On Wed, 2024-02-28 at 15:01 -0800, Andrii Nakryiko wrote:
[...]

> > @@ -3332,6 +3402,12 @@ static int push_jmp_history(struct bpf_verifier_env *env, struct bpf_verifier_st
> >                           "verifier insn history bug: insn_idx %d cur flags %x new flags %x\n",
> >                           env->insn_idx, cur_hist_ent->flags, insn_flags);
> >                 cur_hist_ent->flags |= insn_flags;
> > +               if (cur_hist_ent->equal_scalars != 0) {
> > +                       verbose(env, "verifier bug: insn_idx %d equal_scalars != 0: %#llx\n",
> > +                               env->insn_idx, cur_hist_ent->equal_scalars);
> > +                       return -EFAULT;
> > +               }
> 
> let's do WARN_ONCE() just like we do for flags? why deviating?

Ok

[...]

> >  /* For given verifier state backtrack_insn() is called from the last insn to
> > @@ -3802,6 +3917,7 @@ static int backtrack_insn(struct bpf_verifier_env *env, int idx, int subseq_idx,
> >                          */
> >                         return 0;
> >                 } else if (BPF_SRC(insn->code) == BPF_X) {
> > +                       bt_set_equal_scalars(bt, hist);
> >                         if (!bt_is_reg_set(bt, dreg) && !bt_is_reg_set(bt, sreg))
> >                                 return 0;
> >                         /* dreg <cond> sreg
> > @@ -3812,6 +3928,9 @@ static int backtrack_insn(struct bpf_verifier_env *env, int idx, int subseq_idx,
> >                          */
> >                         bt_set_reg(bt, dreg);
> >                         bt_set_reg(bt, sreg);
> > +                       bt_set_equal_scalars(bt, hist);
> > +               } else if (BPF_SRC(insn->code) == BPF_K) {
> > +                       bt_set_equal_scalars(bt, hist);
> 
> Can you please elaborate why we are doing bt_set_equal_scalars() in
> these three places and not everywhere else? I'm trying to understand
> whether we should do it more generically for any instruction either
> before or after all the bt_set_xxx() calls...

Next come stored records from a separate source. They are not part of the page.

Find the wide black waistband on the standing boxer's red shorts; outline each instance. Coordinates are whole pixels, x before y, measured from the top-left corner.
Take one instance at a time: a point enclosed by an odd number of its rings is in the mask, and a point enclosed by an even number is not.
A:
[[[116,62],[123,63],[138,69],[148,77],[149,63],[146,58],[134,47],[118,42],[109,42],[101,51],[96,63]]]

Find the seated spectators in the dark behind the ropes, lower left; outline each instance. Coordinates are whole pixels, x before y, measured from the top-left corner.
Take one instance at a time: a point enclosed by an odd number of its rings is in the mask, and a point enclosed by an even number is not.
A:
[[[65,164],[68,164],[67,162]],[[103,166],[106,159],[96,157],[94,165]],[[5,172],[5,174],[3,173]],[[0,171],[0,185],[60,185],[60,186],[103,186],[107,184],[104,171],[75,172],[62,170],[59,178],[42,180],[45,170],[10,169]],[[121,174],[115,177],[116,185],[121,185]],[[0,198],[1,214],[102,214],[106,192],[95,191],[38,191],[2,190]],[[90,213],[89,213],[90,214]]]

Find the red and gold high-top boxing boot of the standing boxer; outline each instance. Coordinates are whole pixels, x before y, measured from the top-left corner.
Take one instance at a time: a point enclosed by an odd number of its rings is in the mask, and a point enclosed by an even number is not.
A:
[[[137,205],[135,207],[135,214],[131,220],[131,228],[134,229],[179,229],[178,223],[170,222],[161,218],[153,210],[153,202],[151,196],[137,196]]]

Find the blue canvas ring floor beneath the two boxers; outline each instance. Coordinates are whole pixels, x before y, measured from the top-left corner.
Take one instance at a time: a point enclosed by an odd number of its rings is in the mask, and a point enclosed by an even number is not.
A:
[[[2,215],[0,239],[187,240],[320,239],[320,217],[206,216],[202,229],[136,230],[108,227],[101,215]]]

The before call for BPF_X is for situation when dreg/sreg are not yet
tracked precise but one of the registers that gained range because of
this 'if' is already tracked.

The after call for BPF_X is for situation when say dreg is already
tracked precise but sreg is not and there are some registers had same
id as sreg, that gained range when this 'if' was processed.
The equal_scalars_bpf_x_dst() test case covers this situation.
Here it is for your convenience:

    /* Registers r{0,1,2} share same ID when 'if r1 > r3' insn is processed,
     * check that verifier marks r{0,1,2} as precise while backtracking
     * 'if r1 > r3' with r3 already marked.
     */
    SEC("socket")
    __success __log_level(2)
    __flag(BPF_F_TEST_STATE_FREQ)
    __msg("frame0: regs=r3 stack= before 5: (2d) if r1 > r3 goto pc+0")
    __msg("frame0: parent state regs=r0,r1,r2,r3 stack=:")
    __msg("frame0: regs=r0,r1,r2,r3 stack= before 4: (b7) r3 = 7")
    __naked void equal_scalars_bpf_x_dst(void)
    {
    	asm volatile (
    	/* r0 = random number up to 0xff */
    	"call %[bpf_ktime_get_ns];"
    	"r0 &= 0xff;"
    	/* tie r0.id == r1.id == r2.id */
    	"r1 = r0;"
    	"r2 = r0;"
    	"r3 = 7;"
    	"if r1 > r3 goto +0;"
    	/* force r0 to be precise, this eventually marks r1 and r2 as
    	 * precise as well because of shared IDs
    	 */
    	"r4 = r10;"
    	"r4 += r3;"
    	"r0 = 0;"
    	"exit;"
    	:
    	: __imm(bpf_ktime_get_ns)
    	: __clobber_all);
    }

The before call for BPF_K is the same as before call for BPF_X: for
situation when dreg is not yet tracked precise, but one of the
registers that gained range because of this 'if' is already tracked.

The calls are placed at point where conditional jumps are processed
because 'equal_scalars' are only recorded for conditional jumps.

> 
> >                          /* else dreg <cond> K
> >                           * Only dreg still needs precision before
> >                           * this insn, so for the K-based conditional

[...]